There are some rosy numbers out there for the giving world. In 2014, the last full year numbers are available, charitable giving to donor advised funds (like the National Christian Foundation) was $29 billion—which is nearly 6 percent of total giving.
The Atlas for Giving predicted for 2015 that overall charitable giving might decrease by 3.2 percent for a total of $442 billion—still an apparently healthy number.
But here’s the head scratcher—giving remains at 2 percent of GDP and has been that way for the past 40 years. Put differently, no matter the times, no matter how well the stock market does, no matter how much incomes rise, giving as an overall percentage of the wallet has remained the same.
That flat giving percentage puzzles me, since more charities have entered the fray. There is more visibility to needs in the community, and there’s more ways to give than ever before. Yet giving still remains fixed at 2 percent of GDP.
This issue is starting to gain more attention. In 2013, the Chronicle of Philanthropy called it “The Stubborn 2 percent Giving Rate,” and noted that if everyone gave up a morning coffee, then $220 billion more would go to charity annually. Ray Gary, CEO of iDonate.com, addressed the issue again at the 2016 Association of Fundraising Professionals Conference, and a recent article by Jay Love, CEO of Bloomerang, raises the same question of “Ways we can raise Charitable Giving as a Percent of GDP.”
Why do we want giving as a percentage of GDP to go up?
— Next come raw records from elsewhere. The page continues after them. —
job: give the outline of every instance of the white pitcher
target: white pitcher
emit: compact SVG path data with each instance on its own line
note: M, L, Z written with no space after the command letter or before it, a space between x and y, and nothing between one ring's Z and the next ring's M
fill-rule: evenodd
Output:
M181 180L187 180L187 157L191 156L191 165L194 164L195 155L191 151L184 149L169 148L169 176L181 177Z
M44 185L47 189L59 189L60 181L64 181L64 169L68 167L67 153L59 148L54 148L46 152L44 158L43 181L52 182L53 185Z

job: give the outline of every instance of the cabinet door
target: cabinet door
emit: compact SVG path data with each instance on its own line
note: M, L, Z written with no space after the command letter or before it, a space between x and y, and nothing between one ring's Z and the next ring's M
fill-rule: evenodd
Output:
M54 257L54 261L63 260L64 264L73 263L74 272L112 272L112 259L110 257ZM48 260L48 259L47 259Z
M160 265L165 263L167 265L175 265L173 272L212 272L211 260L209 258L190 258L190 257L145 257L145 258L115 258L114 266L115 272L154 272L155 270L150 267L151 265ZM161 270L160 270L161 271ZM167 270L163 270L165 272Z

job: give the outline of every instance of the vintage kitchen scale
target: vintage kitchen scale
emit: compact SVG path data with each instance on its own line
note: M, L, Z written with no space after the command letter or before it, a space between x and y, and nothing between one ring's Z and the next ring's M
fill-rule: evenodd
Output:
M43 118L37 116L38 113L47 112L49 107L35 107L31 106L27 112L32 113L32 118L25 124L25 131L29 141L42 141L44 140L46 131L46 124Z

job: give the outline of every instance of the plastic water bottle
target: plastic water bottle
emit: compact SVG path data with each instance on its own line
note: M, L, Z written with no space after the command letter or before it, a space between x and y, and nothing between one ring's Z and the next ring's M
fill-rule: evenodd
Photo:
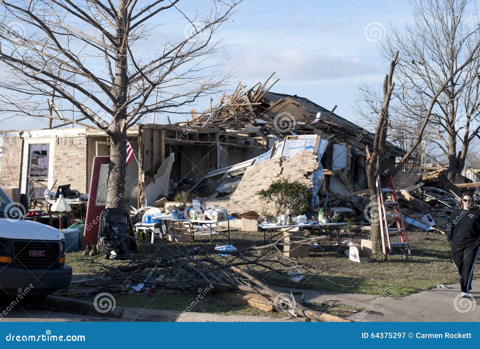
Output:
M321 223L324 216L325 214L324 213L324 209L321 207L320 209L318 210L318 222Z

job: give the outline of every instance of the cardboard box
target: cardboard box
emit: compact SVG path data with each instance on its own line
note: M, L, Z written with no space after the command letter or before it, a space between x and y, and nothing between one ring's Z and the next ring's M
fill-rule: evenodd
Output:
M240 213L239 217L241 218L241 230L243 231L257 231L258 227L258 214L255 211L247 211Z
M372 261L372 241L362 239L360 245L355 244L350 247L348 259L356 262L369 262Z
M284 232L283 240L285 242L295 242L303 239L304 231ZM283 247L283 255L290 258L303 258L308 257L310 244L293 244Z

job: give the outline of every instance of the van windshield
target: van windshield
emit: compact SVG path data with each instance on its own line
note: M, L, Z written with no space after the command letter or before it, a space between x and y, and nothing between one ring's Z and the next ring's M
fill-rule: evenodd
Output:
M22 219L24 215L3 189L0 188L0 218Z

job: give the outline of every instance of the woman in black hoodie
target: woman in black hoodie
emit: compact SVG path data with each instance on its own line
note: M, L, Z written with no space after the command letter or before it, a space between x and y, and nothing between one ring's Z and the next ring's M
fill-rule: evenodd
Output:
M473 268L480 249L480 210L473 208L471 193L462 194L460 207L450 216L446 235L453 262L460 274L462 296L469 297Z

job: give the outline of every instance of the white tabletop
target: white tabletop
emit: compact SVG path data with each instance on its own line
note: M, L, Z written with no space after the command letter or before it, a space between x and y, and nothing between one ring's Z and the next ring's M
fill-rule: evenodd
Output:
M257 225L261 228L292 228L295 226L306 226L309 224L307 223L298 223L297 224L289 224L284 225L277 225L274 223L261 223Z
M213 221L211 219L205 220L204 221L200 221L198 220L196 221L193 221L191 219L185 219L185 218L175 218L171 214L152 216L152 219L161 219L161 220L164 220L166 221L174 221L175 222L188 222L190 223L198 223L199 224L214 224L214 223L220 223L222 222L228 222L229 221L234 221L236 219L237 219L237 218L235 217L232 217L231 218L228 218L228 219L224 219L223 221Z
M317 224L308 224L308 223L299 223L298 224L290 224L288 225L277 225L276 224L274 225L272 223L267 223L266 224L264 223L262 223L261 224L257 224L257 225L260 227L261 228L263 228L264 229L267 228L292 228L295 226L311 226L311 227L315 227L315 226L324 226L325 225L344 225L347 223L343 222L341 223L317 223Z

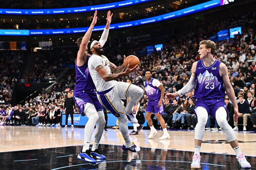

It’s simple. As giving goes up, more people get helped. More people get reached. More people get fed. Our world gets better. And let’s not forget the clear statistical research of the intrinsic benefits of generosity to the giver—those who give generously are more likely to be happier, healthier, and stronger in relationships and community.
So let’s raise the 2 percent! What are your ideas on how we can raise it?